The important thing is that I dont want to specify the columns name in the code. So I want use for
loop to automatically iterate over each column and doing the same thing.
Instead of having three codes (lines) for each column like feature_1
feature_2
feature_3
, I want to write one code (line) to do the same job for any number of columns. Something like this:
feature = np.isclose(df1[columnn], df2[columnn], atol=i)
the parameter for atol
should be also predefined in advance, for example i = [10, 20, 30]
CodePudding user response:
You could define a function containing the loop you want, and call it as a one-liner:
def compare_isclose(df1, df2, atol_list):
feature_list = []
for i, col in enumerate(df1.columns):
feature_list.append(np.isclose(df1[col], df2[col], atol=atol_list[i]))

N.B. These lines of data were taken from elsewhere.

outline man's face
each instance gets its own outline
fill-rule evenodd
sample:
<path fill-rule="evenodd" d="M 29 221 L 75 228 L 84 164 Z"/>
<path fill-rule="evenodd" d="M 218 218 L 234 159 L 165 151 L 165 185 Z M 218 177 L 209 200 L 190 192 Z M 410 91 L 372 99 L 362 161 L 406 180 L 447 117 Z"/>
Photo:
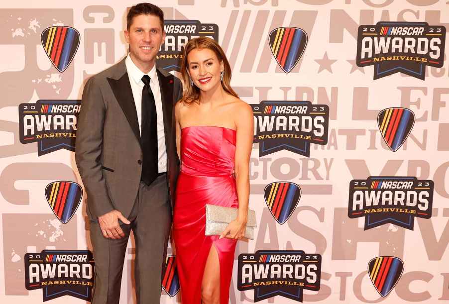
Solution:
<path fill-rule="evenodd" d="M 154 62 L 165 39 L 165 32 L 157 16 L 138 15 L 132 18 L 129 29 L 125 31 L 125 37 L 133 61 L 141 67 Z"/>

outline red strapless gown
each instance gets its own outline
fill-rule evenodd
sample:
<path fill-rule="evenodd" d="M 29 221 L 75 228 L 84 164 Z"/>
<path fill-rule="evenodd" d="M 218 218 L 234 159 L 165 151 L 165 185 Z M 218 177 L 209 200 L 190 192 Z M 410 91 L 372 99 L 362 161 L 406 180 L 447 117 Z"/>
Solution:
<path fill-rule="evenodd" d="M 192 126 L 181 132 L 181 173 L 173 217 L 173 237 L 183 304 L 200 304 L 201 282 L 211 247 L 220 263 L 220 303 L 229 302 L 236 240 L 205 235 L 207 203 L 237 207 L 232 175 L 235 130 Z"/>

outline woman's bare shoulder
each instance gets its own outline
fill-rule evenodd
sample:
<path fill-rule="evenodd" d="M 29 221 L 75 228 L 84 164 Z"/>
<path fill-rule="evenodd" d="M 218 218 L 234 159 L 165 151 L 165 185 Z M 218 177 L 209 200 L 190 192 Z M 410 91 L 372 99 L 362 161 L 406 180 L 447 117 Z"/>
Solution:
<path fill-rule="evenodd" d="M 232 107 L 232 110 L 245 113 L 251 112 L 252 114 L 252 108 L 248 103 L 237 97 L 233 97 L 233 99 L 230 102 L 230 105 Z"/>

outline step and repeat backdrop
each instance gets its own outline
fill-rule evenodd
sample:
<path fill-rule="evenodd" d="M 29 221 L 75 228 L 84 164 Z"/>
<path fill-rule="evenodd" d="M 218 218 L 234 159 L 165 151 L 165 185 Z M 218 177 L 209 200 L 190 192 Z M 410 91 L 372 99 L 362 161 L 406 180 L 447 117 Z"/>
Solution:
<path fill-rule="evenodd" d="M 230 303 L 449 300 L 446 0 L 157 0 L 180 76 L 218 41 L 254 112 Z M 130 1 L 0 5 L 0 299 L 85 303 L 95 283 L 75 163 L 84 85 L 126 54 Z M 120 303 L 135 303 L 134 241 Z M 180 302 L 169 245 L 161 303 Z M 148 258 L 151 258 L 150 256 Z"/>

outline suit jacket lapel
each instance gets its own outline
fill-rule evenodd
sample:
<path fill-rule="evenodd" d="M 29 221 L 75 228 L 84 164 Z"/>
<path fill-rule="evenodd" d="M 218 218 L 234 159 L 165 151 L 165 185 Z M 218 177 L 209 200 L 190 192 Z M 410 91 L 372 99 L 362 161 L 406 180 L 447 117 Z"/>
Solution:
<path fill-rule="evenodd" d="M 129 84 L 128 73 L 125 72 L 117 80 L 108 78 L 108 81 L 114 93 L 115 99 L 120 105 L 140 144 L 140 131 L 139 130 L 139 122 L 137 120 L 137 113 L 134 98 L 132 97 L 132 90 Z"/>

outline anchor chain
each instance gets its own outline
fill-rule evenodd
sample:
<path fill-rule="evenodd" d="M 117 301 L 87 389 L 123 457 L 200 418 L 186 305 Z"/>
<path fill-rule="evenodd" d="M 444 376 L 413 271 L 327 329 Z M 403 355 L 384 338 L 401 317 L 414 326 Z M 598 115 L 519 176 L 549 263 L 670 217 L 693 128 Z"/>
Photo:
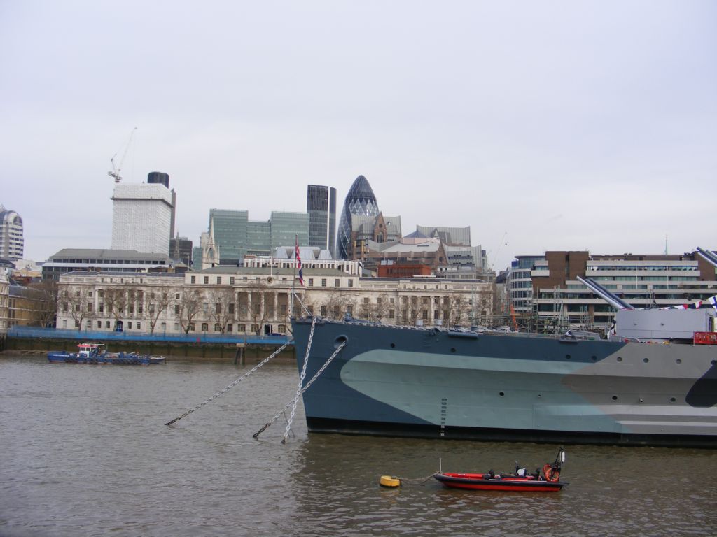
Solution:
<path fill-rule="evenodd" d="M 182 419 L 183 417 L 186 417 L 189 416 L 189 415 L 190 414 L 191 414 L 191 413 L 192 413 L 193 412 L 194 412 L 195 410 L 199 410 L 200 408 L 201 408 L 201 407 L 202 407 L 203 406 L 204 406 L 204 405 L 206 405 L 207 403 L 209 403 L 209 402 L 211 402 L 212 401 L 214 401 L 214 400 L 215 399 L 217 399 L 217 398 L 218 397 L 219 397 L 220 395 L 224 395 L 225 393 L 227 393 L 227 392 L 228 392 L 229 390 L 231 390 L 232 388 L 233 388 L 233 387 L 234 387 L 234 386 L 236 386 L 236 385 L 237 385 L 237 384 L 239 384 L 239 382 L 242 382 L 242 380 L 244 380 L 244 379 L 245 378 L 247 378 L 247 377 L 248 377 L 249 375 L 250 375 L 250 374 L 251 374 L 252 373 L 253 373 L 253 372 L 254 372 L 255 371 L 256 371 L 256 370 L 257 370 L 257 369 L 259 369 L 260 367 L 261 367 L 262 366 L 262 365 L 264 365 L 264 364 L 266 364 L 266 363 L 267 363 L 267 362 L 269 362 L 269 360 L 270 360 L 270 359 L 271 359 L 272 358 L 273 358 L 273 357 L 274 357 L 275 356 L 276 356 L 276 355 L 277 355 L 277 354 L 279 354 L 280 352 L 282 352 L 282 350 L 284 349 L 284 348 L 285 348 L 285 347 L 287 347 L 288 345 L 290 345 L 290 344 L 292 344 L 292 343 L 293 343 L 293 342 L 294 342 L 294 340 L 293 340 L 293 339 L 290 339 L 290 340 L 289 340 L 289 341 L 288 341 L 288 342 L 287 342 L 286 343 L 285 343 L 285 344 L 284 344 L 283 345 L 282 345 L 282 346 L 281 346 L 281 347 L 279 347 L 278 349 L 276 349 L 276 350 L 275 350 L 275 351 L 274 352 L 272 352 L 272 354 L 270 354 L 270 356 L 269 356 L 269 357 L 268 357 L 267 358 L 265 358 L 265 359 L 264 359 L 263 360 L 262 360 L 262 361 L 261 361 L 260 362 L 259 362 L 259 363 L 258 363 L 258 364 L 256 364 L 255 366 L 254 366 L 254 367 L 252 367 L 252 368 L 251 369 L 250 369 L 250 370 L 249 370 L 249 371 L 248 371 L 247 372 L 244 373 L 244 374 L 242 374 L 242 375 L 241 377 L 239 377 L 238 379 L 236 379 L 236 380 L 234 380 L 234 381 L 233 382 L 232 382 L 232 384 L 229 384 L 229 386 L 227 386 L 227 387 L 226 388 L 224 388 L 224 390 L 221 390 L 221 391 L 219 391 L 219 392 L 217 392 L 217 393 L 215 393 L 215 394 L 214 394 L 214 395 L 212 395 L 212 396 L 211 397 L 209 397 L 209 399 L 207 399 L 207 400 L 205 400 L 204 401 L 202 401 L 202 402 L 201 402 L 201 403 L 199 403 L 199 405 L 196 405 L 196 407 L 194 407 L 194 408 L 192 408 L 192 409 L 190 409 L 189 410 L 187 410 L 187 411 L 186 411 L 186 412 L 184 412 L 184 414 L 182 414 L 182 415 L 181 415 L 181 416 L 179 416 L 179 417 L 175 417 L 175 418 L 174 418 L 174 420 L 172 420 L 171 421 L 169 421 L 169 422 L 166 422 L 166 423 L 165 423 L 164 425 L 172 425 L 173 423 L 175 423 L 176 422 L 178 422 L 178 421 L 179 421 L 179 420 L 181 420 L 181 419 Z"/>
<path fill-rule="evenodd" d="M 333 359 L 336 358 L 336 356 L 338 355 L 338 353 L 346 346 L 346 342 L 345 341 L 341 342 L 341 344 L 336 348 L 336 350 L 335 350 L 333 352 L 333 354 L 331 354 L 331 356 L 329 357 L 329 358 L 328 358 L 328 360 L 326 360 L 326 363 L 324 363 L 324 364 L 322 365 L 320 368 L 319 368 L 319 370 L 316 372 L 315 374 L 314 374 L 314 376 L 311 377 L 310 380 L 309 380 L 309 382 L 306 383 L 306 385 L 304 386 L 303 387 L 300 387 L 300 389 L 299 390 L 298 390 L 297 395 L 294 397 L 294 399 L 293 399 L 291 401 L 290 401 L 288 403 L 287 403 L 286 406 L 285 406 L 279 412 L 277 412 L 276 414 L 275 414 L 274 417 L 271 420 L 270 420 L 268 422 L 267 422 L 265 424 L 264 424 L 264 426 L 262 427 L 261 429 L 260 429 L 258 431 L 257 431 L 256 432 L 254 433 L 253 437 L 254 437 L 255 439 L 258 438 L 259 435 L 260 434 L 262 434 L 265 430 L 266 430 L 267 428 L 269 427 L 270 425 L 271 425 L 272 424 L 274 423 L 274 422 L 275 422 L 277 420 L 278 420 L 279 417 L 281 416 L 282 414 L 284 414 L 286 412 L 286 410 L 289 407 L 293 407 L 293 410 L 295 410 L 295 409 L 296 409 L 296 405 L 298 402 L 299 397 L 300 397 L 302 395 L 303 395 L 304 392 L 311 387 L 311 384 L 313 384 L 314 383 L 314 381 L 316 380 L 316 379 L 318 379 L 319 377 L 319 376 L 321 374 L 321 373 L 323 373 L 324 372 L 324 370 L 327 367 L 328 367 L 329 364 L 331 363 L 331 362 L 333 361 Z M 307 356 L 308 356 L 308 354 L 307 354 Z M 305 378 L 305 374 L 304 375 L 304 377 Z M 291 421 L 293 420 L 293 413 L 292 414 L 292 416 L 290 417 L 289 422 L 287 425 L 286 431 L 284 433 L 284 437 L 282 439 L 281 442 L 282 442 L 282 444 L 286 443 L 286 437 L 288 435 L 289 431 L 291 429 Z"/>
<path fill-rule="evenodd" d="M 291 422 L 294 420 L 294 415 L 296 414 L 296 405 L 299 402 L 299 397 L 301 397 L 301 387 L 304 384 L 304 379 L 306 378 L 306 366 L 309 363 L 309 353 L 311 352 L 311 343 L 313 342 L 313 331 L 316 327 L 316 317 L 314 317 L 311 321 L 311 331 L 309 332 L 309 342 L 306 345 L 306 355 L 304 357 L 304 364 L 301 368 L 301 374 L 299 375 L 299 386 L 296 389 L 296 395 L 294 397 L 294 400 L 292 401 L 291 406 L 291 413 L 289 415 L 289 420 L 286 424 L 286 431 L 284 432 L 284 437 L 281 440 L 281 443 L 286 443 L 286 437 L 289 435 L 289 431 L 291 430 Z"/>

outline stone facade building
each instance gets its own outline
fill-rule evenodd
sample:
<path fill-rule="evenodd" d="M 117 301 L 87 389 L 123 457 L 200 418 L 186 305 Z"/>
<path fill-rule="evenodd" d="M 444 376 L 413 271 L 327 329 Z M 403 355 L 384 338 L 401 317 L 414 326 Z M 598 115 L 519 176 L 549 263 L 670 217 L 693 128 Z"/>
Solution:
<path fill-rule="evenodd" d="M 287 334 L 290 318 L 345 315 L 387 324 L 488 325 L 493 287 L 478 281 L 361 278 L 289 267 L 186 274 L 73 272 L 60 278 L 57 328 L 165 334 Z M 295 289 L 297 299 L 293 299 Z"/>

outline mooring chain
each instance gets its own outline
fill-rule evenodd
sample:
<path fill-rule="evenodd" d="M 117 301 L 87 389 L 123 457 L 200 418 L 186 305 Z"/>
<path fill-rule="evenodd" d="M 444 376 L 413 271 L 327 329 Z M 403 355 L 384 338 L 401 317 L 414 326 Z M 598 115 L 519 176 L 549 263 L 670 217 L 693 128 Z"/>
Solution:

feature_df = pd.DataFrame.from_records(feature_list).T
return feature_df
The function can be used this way:
atol_list = [10,20,30]
feature_df = compare_isclose(df1, df2, atol_list)
It only works under the assumption that the number of elements in atol_list equals the number of columns in the dataframe, and that the column names of the 2 dataframes are identical.